I agree. Robert! What is happening to our party? Instead of allowing the voters to choose the best two candidates for a run-off, the Democrats cleared the field for an alcoholic, homeless guy who does most of his begging on the streets of San Diego.
Question to the Democratic party leadership – do you vet these guys at all? I live in Berryessa and never heard of this Orozco before the party decided “he’s our guy.”
I hope we learned as lesson from this and do not clear the field for Hilary. Have we vetted her?
Different subject but along the lines of, “Our Party”
The Democratic symbol of the “Jack-a**” was chosen by Andrew Jackson (whom himself owned 16 slaves) because his opponents were calling him that as a play on his name.
Why is our party symbol that of a slave owning jack-a**? It too should be just a painful reminder of a time when the party was against abolishing slavery as the Dixie flag? I think we should change it to a blue lion, one of my friends said a golden retriever. “You *get* on this, Robert! If I might put forth a suggestion… personally would like the party’s new animal to be a Golden Lab.. Good natured. Loves people. Great with kids. Perhaps a *little* destructive of property. Haven’t encountered a mean one yet.”
I swear, I could hook a generator up to my Dem’s friends heads right now and solve the energy crisis with that..
I have successfully resisted the temptation to offer up my suggestion for a representative symbol of the Democratic Party, thereby avoiding outbreaks of ill will and possible violence.
Ha! I think the symbol for the Democratic party should be a lemming. :-) Or maybe one of those Obama phones.
There have been numerous cases in the Bay Area of staffers (to elected Democrats) who decide to run for office. How does serving as a staffer give someone the qualifications to be a good representative of the people? I can see how it helps him/her know how to run a campaign and make Dem party connections, but that has no bearing on being a good representative.
And @Fiftyshades – regarding your question about Dem party leadership vetting candidates – See the book by Dye and Ziegler ‘Irony of Democracy’ starting on page 136 – “party organizations are oligarchic and dominated by ideological activists largely out of touch with the more moderate voters.’
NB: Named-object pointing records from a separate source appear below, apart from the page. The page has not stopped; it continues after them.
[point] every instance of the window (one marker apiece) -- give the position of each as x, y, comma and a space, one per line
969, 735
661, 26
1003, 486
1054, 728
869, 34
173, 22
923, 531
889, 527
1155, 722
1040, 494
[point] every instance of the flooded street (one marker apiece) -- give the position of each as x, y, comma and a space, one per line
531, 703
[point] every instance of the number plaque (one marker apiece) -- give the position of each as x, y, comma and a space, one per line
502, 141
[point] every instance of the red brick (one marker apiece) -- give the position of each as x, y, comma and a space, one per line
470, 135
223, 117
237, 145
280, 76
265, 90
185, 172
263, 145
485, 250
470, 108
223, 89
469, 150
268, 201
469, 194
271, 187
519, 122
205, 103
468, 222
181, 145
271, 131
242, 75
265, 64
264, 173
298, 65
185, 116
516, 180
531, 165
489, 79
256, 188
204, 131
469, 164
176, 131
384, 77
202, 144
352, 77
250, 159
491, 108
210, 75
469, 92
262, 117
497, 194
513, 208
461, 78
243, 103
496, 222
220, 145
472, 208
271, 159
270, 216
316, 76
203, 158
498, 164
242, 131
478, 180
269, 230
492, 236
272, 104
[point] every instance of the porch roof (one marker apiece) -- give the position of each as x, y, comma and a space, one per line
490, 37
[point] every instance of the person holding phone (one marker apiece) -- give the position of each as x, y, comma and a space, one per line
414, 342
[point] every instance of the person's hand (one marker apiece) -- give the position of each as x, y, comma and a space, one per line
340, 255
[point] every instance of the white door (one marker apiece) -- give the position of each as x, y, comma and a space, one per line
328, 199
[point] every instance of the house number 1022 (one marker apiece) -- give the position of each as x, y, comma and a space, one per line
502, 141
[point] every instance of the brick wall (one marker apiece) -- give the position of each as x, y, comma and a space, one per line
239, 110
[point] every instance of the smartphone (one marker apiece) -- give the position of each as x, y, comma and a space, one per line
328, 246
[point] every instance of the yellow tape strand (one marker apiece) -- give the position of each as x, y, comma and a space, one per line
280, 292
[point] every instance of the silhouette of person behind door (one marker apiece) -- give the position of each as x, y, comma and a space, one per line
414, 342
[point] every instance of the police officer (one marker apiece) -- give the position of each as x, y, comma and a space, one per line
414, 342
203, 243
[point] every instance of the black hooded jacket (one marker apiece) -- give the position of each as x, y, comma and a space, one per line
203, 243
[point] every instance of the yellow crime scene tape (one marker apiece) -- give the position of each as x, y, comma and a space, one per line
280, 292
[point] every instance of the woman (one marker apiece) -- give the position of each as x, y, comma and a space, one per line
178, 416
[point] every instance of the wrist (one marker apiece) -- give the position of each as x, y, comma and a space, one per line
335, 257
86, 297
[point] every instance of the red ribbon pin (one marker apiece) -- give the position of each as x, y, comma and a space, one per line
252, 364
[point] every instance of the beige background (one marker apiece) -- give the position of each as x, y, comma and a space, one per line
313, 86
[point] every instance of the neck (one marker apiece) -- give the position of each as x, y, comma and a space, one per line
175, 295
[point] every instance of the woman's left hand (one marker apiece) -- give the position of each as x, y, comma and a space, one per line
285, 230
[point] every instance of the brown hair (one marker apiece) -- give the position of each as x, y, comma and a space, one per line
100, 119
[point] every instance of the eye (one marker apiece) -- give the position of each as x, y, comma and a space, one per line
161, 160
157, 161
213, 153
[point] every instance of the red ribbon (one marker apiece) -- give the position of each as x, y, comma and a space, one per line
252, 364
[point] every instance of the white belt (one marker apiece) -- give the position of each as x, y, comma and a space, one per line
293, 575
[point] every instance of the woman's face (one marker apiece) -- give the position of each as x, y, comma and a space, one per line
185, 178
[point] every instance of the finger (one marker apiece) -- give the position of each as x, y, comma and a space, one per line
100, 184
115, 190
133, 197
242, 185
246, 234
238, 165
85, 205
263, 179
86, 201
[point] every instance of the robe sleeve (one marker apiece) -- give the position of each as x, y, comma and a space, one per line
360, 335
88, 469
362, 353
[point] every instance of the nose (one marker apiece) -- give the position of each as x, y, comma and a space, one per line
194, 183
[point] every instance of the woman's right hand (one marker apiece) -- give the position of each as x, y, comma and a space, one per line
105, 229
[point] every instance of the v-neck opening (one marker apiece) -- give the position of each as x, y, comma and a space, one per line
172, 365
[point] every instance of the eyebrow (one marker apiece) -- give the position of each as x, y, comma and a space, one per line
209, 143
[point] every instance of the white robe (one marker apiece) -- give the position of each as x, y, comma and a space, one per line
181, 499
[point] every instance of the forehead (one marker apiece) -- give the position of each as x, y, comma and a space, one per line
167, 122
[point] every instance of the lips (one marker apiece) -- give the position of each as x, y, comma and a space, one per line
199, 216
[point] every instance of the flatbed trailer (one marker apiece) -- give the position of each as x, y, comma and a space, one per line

At the state and national level, we vote for our party representatives who then control the party endorsement process, but at the local party level, we don’t know who is making the decisions about endorsements for local races, and what their qualifications are to represent party members. Labor has an extremely strong influence on the Dem party at the local level, especially in Santa Clara County. Candidates who are not completely in step with what labor wants are not going to get endorsed by the Dem party.
I’m glad he won by a decisive margin. At lease the voters aren’t terribly divided. Originally I supported him, but I was SO DISGUSTED by things too innumerable to count with both candidates that I ended up not voting (a first for me). Man’s people called me on election day, practically begging me to go out and vote. The guy was very persuasive, too. But ultimately, after visiting the candidates’ web sites one more time and doing some soul searching, I decided to just stay home and leave the voting to people who feel strongly about the candidates.
I wish Mr. Nguyen the best and hope he will serve his constituents well. I hope he won’t be like Kansen Chu, who didn’t really seem to care at all about anything and was just using the office as a springboard to further his political ambitions.